Un Contrat d’Intérêt National qui pêche par UNE VISION TECHNOCRATIQUE ET LIBÉRALE de l’aménagement du territoire.

Hier, la Communauté d’Agglomération Melun-Val de Seine (Agglo Mvs#CAMVS) a adopté son Contrat d’Intérêt National (#CIN), un dispositif récent qui permet la signature d’un pacte entre l’Etat, la Région, le Département et la Communauté d’Agglomération en vue de financer de manière concertée les politiques de développement que la Communauté d’agglomération a définies pour elle-même.
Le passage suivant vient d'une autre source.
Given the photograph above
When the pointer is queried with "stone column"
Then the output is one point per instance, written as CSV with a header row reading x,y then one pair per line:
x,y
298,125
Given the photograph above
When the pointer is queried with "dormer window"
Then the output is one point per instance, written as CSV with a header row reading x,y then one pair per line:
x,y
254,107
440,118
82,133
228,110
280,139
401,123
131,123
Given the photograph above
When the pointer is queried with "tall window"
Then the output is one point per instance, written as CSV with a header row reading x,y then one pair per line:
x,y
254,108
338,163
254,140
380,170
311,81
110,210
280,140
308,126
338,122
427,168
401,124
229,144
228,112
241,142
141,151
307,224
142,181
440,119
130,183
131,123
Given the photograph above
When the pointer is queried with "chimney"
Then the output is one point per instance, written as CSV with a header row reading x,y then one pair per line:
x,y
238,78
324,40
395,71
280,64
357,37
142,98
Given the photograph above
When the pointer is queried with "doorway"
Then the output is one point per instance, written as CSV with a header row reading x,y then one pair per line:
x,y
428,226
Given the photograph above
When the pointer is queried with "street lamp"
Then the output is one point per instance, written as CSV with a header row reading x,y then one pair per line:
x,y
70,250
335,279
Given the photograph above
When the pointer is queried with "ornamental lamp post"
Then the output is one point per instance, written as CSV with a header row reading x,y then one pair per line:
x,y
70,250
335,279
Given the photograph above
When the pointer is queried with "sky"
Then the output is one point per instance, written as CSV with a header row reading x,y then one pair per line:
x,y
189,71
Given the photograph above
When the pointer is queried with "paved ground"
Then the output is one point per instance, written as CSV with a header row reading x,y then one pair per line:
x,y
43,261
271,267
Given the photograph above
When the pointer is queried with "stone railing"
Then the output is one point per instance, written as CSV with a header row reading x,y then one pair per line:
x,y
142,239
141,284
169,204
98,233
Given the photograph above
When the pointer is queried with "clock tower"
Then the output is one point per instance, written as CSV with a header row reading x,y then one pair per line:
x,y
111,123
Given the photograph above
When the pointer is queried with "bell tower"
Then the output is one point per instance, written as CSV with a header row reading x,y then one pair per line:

Ce Contrat d’Interêt National (CIN) pêche par une vision technocratique et libérale de l’aménagement du territoire. On nous y parle de compétitivité des territoires, croissance, construction métropolitaine quand il y a urgence à penser et à parler en terme de résilience, emploi pour tou.te.s, souveraineté alimentaire, nourriture saine, air respirable, qualité de vie. Dans ses diagnostiques ce Contrat d’Intérêt National (CIN) souligne que la majeur partie des activités de notre territoire sont des activités de service et qu’elle ne profitent que partiellement aux actifs de notre territoire qui affiche un fort taux de chômage et un faible revenu moyen par habitant. On s’étonne alors de voir qu’une part importante de l’argent, 40 millions sur les 55,5 millions consacrés au développement économique, est concentrée sur le pôle aéronautique de Villaroche. Le choix d’un soutien au développement de filières industrielles sur notre territoire n’est pas en soi négatif, sinon qu’une part des activités de la Snecma-Safran est située dans l’aéronautique militaire. Autrement dit, la croissance d’une partie des activités de ce groupe est liée à la dramatique croissance des guerres dans notre monde. Mais si nous partageons l’idée d’un soutien local au développement de l’industrie nous déplorons que ce soutien appuyé à l’aéronautique se fasse au détriment de l’agriculture et de la promotion d’une autre filière d’activités industrielles, les énergies renouvelables. En effet, agriculture et politique énergétique se partagent deux maigres millions d’euros alors même que leur potentiel en terme de création d’emplois est énorme sur notre territoire. Ce n’est absolument pas à la hauteur des enjeux : résorption du chômage de masse, lutte contre la pollution de notre nourriture et de notre air, et contre le dérèglement climatique et ses conséquences dramatiques. De plus, quand on lit que potentiellement le développement du pôle aéronautique de Villaroche pourrait entrainer l’artificialisation de 700 hectare de terres agricoles, il y a de quoi être très inquiet.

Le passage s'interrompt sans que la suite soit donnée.